A análise do comportamento da economia cubana em 2019 deve, sem dúvida, levar em conta o contexto em que o país se desenvolveu, caracterizado pelo aperto do bloqueio imposto pelos Estados Unidos contra Cuba, enfatizou Alejandro Gil Fernández, Ministro da Economia e Planejamento (MEP), ao iniciar sua entrevista na última quinta-feira (09/01) no programa de TV Mesa Redonda.
Ele lembrou as medidas impostas pelo governo norte-americano, especialmente para evitar a chegada de combustível, que “tivemos que superar”. A posição da administração norte-americana tornou-se uma perseguição, sancionando as companhias de seguros e de navegação, com o objetivo de que a economia cubana não tivesse combustível para operar, disse ele.

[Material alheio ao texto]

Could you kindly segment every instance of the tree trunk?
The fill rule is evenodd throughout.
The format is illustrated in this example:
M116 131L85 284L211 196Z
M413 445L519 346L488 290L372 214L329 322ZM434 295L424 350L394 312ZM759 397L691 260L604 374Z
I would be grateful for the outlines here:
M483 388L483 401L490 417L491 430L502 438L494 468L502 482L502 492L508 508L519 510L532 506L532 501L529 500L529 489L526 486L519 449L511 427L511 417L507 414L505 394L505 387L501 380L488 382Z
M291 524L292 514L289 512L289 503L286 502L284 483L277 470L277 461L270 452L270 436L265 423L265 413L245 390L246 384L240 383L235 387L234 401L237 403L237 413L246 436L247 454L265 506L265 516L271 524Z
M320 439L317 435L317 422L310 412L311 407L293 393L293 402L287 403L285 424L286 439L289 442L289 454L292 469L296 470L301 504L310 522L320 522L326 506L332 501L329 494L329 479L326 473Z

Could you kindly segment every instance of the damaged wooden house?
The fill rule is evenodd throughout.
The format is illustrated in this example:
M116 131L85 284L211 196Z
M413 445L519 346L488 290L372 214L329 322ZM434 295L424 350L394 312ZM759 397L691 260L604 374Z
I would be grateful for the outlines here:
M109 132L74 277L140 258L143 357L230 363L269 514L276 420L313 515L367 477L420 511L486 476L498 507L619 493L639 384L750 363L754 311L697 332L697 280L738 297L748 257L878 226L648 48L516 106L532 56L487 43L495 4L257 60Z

Esta situação complexa com o combustível começou em abril e depois agravou-se. Além disso, houve outras adversidades – que não estavam planejadas – como a passagem do tornado por Havana no início do ano passado, que causou perdas consideráveis no setor de habitação. É por isso que “o plano da economia não pode ser uma camisa de força”, mas sim um processo que está sendo ajustado, explicou.
FORTALEÇA O JORNALISMO INDEPENDENTE: ASSINE OPERA MUNDI
Sem especificar o crescimento experimentado pela economia durante o calendário passado, uma vez que ainda faltam informações finais sobre os principais indicadores, o chefe do MEP considerou que não decrescer significa um resultado meritório.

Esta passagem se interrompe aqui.